Marcelo Camargo/Agência Brasil

Ministro da Ciência e Tecnologia, Marcos Pontes, e João Luiz Filgueiras de Azevedo, novo presidente do CNPq

A Sociedade Brasileira para o Progresso da Ciência (SBPC) está organizando um baixo-assinado contra os cortes. Como está esse projeto?

A SBPC possui várias sociedades científicas filiadas. A Anpoll, da área de Linguística e Literatura, da qual faço parte, é uma delas. No meio do ano, a SBPC criou a Iniciativa Parlamentar para Ciência no Congresso, uma forma de aproximar a comunidade científica dos parlamentares e criar resistência aos cortes e ataques que a ciência vem sofrendo desde a ascensão de Bolsonaro. Recentemente ela lançou uma carta de defesa do CNPq, que foi assinada por várias associações e sociedades científicas. Mas o discurso da defesa da ciência não pode ficar apenas no nível institucional, deve ser uma bandeira de toda a sociedade.
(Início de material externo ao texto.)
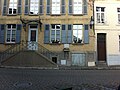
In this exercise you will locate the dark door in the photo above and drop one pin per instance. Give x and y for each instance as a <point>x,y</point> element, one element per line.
<point>33,35</point>
<point>101,46</point>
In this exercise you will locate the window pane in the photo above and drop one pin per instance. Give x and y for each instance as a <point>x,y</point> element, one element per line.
<point>77,9</point>
<point>77,33</point>
<point>34,5</point>
<point>55,6</point>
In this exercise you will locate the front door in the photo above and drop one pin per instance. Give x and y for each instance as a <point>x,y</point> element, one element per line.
<point>33,37</point>
<point>101,47</point>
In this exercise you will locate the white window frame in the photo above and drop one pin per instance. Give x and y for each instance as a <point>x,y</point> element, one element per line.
<point>56,7</point>
<point>119,43</point>
<point>77,7</point>
<point>35,6</point>
<point>55,30</point>
<point>11,29</point>
<point>79,33</point>
<point>118,11</point>
<point>12,6</point>
<point>100,15</point>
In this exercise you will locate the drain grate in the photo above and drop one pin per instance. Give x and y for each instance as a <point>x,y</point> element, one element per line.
<point>23,84</point>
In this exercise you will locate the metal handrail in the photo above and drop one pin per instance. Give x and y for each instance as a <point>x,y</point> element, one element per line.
<point>14,49</point>
<point>46,52</point>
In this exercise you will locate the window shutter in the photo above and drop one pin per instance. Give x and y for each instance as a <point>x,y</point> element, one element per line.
<point>2,33</point>
<point>19,6</point>
<point>5,7</point>
<point>46,33</point>
<point>86,34</point>
<point>69,38</point>
<point>48,7</point>
<point>18,33</point>
<point>41,7</point>
<point>84,6</point>
<point>0,7</point>
<point>70,7</point>
<point>63,7</point>
<point>26,7</point>
<point>64,33</point>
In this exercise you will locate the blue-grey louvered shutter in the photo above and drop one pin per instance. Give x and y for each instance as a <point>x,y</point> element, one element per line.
<point>69,36</point>
<point>70,7</point>
<point>26,7</point>
<point>46,33</point>
<point>2,33</point>
<point>5,7</point>
<point>86,34</point>
<point>0,7</point>
<point>63,7</point>
<point>84,6</point>
<point>64,34</point>
<point>48,7</point>
<point>18,33</point>
<point>41,7</point>
<point>19,6</point>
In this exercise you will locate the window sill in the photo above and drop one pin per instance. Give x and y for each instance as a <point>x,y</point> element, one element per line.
<point>11,14</point>
<point>10,43</point>
<point>102,24</point>
<point>77,43</point>
<point>55,43</point>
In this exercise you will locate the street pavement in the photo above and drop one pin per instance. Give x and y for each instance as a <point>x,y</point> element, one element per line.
<point>41,79</point>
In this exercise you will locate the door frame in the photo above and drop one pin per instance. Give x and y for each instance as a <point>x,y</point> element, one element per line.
<point>29,37</point>
<point>29,33</point>
<point>105,47</point>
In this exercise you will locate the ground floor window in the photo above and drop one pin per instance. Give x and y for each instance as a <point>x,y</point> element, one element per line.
<point>66,34</point>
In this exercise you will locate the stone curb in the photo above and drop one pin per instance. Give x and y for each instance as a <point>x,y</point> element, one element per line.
<point>63,68</point>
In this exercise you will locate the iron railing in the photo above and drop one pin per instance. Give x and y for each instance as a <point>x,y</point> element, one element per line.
<point>26,46</point>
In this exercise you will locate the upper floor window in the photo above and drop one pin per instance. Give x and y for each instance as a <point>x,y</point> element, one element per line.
<point>34,7</point>
<point>55,6</point>
<point>11,33</point>
<point>77,33</point>
<point>77,7</point>
<point>12,7</point>
<point>100,13</point>
<point>55,33</point>
<point>118,11</point>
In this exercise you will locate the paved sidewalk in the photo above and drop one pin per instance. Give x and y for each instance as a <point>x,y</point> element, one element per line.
<point>34,79</point>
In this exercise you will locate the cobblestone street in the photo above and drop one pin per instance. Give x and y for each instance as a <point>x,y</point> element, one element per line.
<point>34,79</point>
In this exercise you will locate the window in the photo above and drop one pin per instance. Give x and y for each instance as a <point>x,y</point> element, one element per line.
<point>118,10</point>
<point>11,33</point>
<point>55,33</point>
<point>77,7</point>
<point>100,12</point>
<point>77,33</point>
<point>34,5</point>
<point>55,6</point>
<point>12,7</point>
<point>66,33</point>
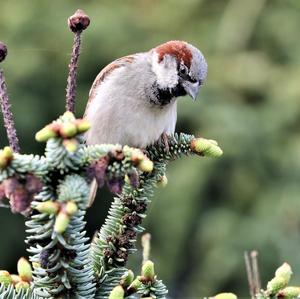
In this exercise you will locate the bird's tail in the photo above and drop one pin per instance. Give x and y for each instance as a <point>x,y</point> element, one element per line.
<point>93,192</point>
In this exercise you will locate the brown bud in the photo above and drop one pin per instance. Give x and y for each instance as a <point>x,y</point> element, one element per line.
<point>3,51</point>
<point>79,21</point>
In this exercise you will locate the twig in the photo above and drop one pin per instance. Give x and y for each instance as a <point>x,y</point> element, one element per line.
<point>77,23</point>
<point>252,273</point>
<point>5,107</point>
<point>249,274</point>
<point>255,271</point>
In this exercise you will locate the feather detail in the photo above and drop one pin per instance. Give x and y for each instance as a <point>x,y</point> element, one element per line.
<point>177,49</point>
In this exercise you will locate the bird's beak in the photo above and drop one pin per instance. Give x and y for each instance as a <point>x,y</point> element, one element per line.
<point>191,89</point>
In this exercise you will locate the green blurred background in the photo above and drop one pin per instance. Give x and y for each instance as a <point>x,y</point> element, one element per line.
<point>211,210</point>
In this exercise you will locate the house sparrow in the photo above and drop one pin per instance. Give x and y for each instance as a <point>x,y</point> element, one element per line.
<point>133,99</point>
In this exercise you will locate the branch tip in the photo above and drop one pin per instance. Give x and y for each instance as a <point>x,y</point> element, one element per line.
<point>3,51</point>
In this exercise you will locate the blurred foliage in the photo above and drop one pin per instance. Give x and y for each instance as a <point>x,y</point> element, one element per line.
<point>211,211</point>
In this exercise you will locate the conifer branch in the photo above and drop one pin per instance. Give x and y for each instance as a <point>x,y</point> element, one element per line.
<point>5,106</point>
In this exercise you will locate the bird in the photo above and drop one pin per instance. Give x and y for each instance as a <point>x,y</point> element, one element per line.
<point>133,100</point>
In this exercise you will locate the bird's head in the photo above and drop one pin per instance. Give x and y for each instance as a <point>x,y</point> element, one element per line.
<point>180,69</point>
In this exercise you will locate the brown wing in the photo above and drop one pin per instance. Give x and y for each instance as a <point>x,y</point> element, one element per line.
<point>105,72</point>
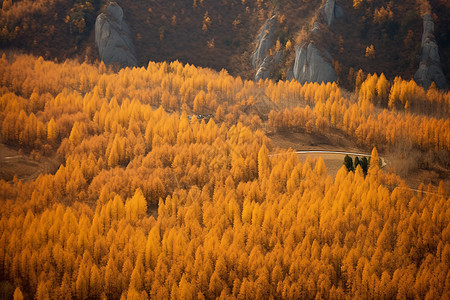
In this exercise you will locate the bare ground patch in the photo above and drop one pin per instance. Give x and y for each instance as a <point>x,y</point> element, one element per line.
<point>15,163</point>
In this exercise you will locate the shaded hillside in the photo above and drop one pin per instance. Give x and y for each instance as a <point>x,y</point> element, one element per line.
<point>375,36</point>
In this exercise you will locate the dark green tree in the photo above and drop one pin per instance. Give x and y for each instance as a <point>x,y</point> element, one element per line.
<point>364,164</point>
<point>348,162</point>
<point>357,162</point>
Enquanto o cidadão não entender que tanto a vacina contra o Zika como o combate à vulnerabilidade social por meio do letramento, são iniciativas produzidas pela ciência, ela não conseguirá entender o que representa a situação alarmante vivida no CNPq. A ciência precisa de uma campanha de amplo esclarecimento, na qual toda a sociedade sinta, de fato, sua importância.

E como está o trabalho da Anpoll na resistência aos cortes orçamentários?

A Anpoll está fazendo um trabalho de esclarecimento junto à sua própria comunidade científica. Em junho, tivemos um encontro que tiramos cinco diretrizes para uma política de linguagem no Brasil, além da carta Maringá, um documento sobre a pós-graduação. O CNPq também foi debatido com representantes do órgão e membros do Comitê de Assessoramento. Nós estamos, no caso do CNPq, conversando com parlamentares e vendo formas de pressionar o Executivo a liberar o orçamento. É claro que o envolvimento de toda a comunidade científica é imprescindível nesse momento e estamos nos colocando à disposição da SBPC para ações conjuntas e articuladas.